Lithium Ion batteries definitely have some attractive features and benefits. For example, I'd love to save several pounds of weight and have some extra room in my battery box for other small items (tools, electronics, etc.). I also like the fact that they hold a charge better than lead-acid batteries. But they also carry some negatives and risks. I'm certainly no expert but I believe if you somehow significantly discharge them, they are finished. They also cost more and sometimes need to be "woken up" in really cold weather. That does not bother me much, but what does bother me is the increased risk of fire.
Auto and motorcycle battery manufacturers seem to have gotten that problem under control to a great degree. And they will happily tell you so. But 10-15 years ago the manufacturers of smaller type Li-Ion batteries told us that too, yet there have been countless fires and explosions since then. At an electrical safety regulatory meeting I attended a few years ago a representative from NIOSH (National Institute for Occupational Safety and Health) went over several of these events and the subsequent investigations in detail. Some of them had to do with portable, wearable "safety equipment" used in mining. Turns out that years after manufacturers declared the Li-Ion batteries "safe" a few unfortunate people found out that they are sometimes, as the NIOSH representative put it, "latent hand grenades."

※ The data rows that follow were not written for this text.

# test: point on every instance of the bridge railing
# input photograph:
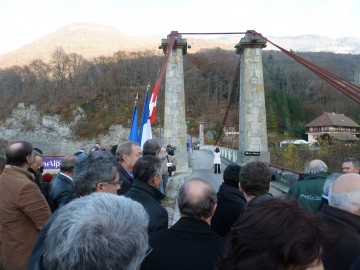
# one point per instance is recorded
(283, 178)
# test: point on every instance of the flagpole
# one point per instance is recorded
(134, 131)
(145, 125)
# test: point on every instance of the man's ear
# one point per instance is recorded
(29, 159)
(240, 187)
(213, 209)
(99, 187)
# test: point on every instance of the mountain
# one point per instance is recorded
(92, 40)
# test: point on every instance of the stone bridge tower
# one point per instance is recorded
(253, 143)
(175, 129)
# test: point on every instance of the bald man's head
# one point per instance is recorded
(345, 193)
(196, 199)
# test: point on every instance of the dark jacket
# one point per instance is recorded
(38, 250)
(190, 244)
(230, 204)
(346, 227)
(60, 187)
(309, 190)
(126, 180)
(149, 197)
(259, 199)
(38, 181)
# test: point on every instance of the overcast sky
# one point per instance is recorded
(23, 21)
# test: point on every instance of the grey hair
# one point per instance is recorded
(146, 168)
(151, 147)
(68, 163)
(315, 166)
(98, 166)
(354, 161)
(196, 203)
(35, 154)
(329, 181)
(349, 202)
(124, 148)
(98, 231)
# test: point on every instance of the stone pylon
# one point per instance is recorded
(175, 129)
(201, 133)
(253, 144)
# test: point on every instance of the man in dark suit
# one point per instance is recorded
(145, 190)
(231, 201)
(62, 185)
(190, 243)
(128, 153)
(343, 216)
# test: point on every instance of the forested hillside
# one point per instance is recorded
(105, 88)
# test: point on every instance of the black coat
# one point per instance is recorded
(190, 244)
(346, 226)
(149, 197)
(60, 187)
(126, 180)
(230, 204)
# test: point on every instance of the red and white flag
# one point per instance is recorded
(152, 103)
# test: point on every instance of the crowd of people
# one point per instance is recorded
(103, 211)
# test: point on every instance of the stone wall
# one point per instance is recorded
(50, 134)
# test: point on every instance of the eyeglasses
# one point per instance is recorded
(116, 184)
(147, 253)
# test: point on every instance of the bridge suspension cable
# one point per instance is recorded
(348, 88)
(234, 88)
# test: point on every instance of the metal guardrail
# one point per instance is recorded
(282, 177)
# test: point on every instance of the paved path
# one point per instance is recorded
(201, 168)
(202, 162)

I accept the risk of my iPhone having a meltdown because I think the sales volume of those batteries drives more thorough research and potential liability risk for giant companies which results in proportionately smaller risk to me and my family as individuals. I also feel safer knowing my phone is usually with me and I have smoke alarms throughout my home for when I am sleeping. My motorcycle, conversely, sleeps in my garage with cars, power equipment and dispensing containers full of gas, and I do not have any smoke alarms in my garage. My teenagers sleep in bedrooms above and beside my garage, on the opposite side of the house from where my wife and I sleep, so I worry about their safety in the event of a garage fire and potential subsequent gas-fueled explosion.
These are the things I think about each time I consider abandoning lead-acid batteries. At some point I might make the switch, because I like technology and I want the benefits. But I just don't have enough data on Li-Ion motorcycle batteries yet. Your viewpoint and opinion may differ and I totally respect that. After all, the more people who take the plunge before me, the more quickly I will reach my own level of comfort (or determine that the risks have still not been sufficiently mitigated).
Last edited by GPz; 05-19-2019 at 01:19 PM.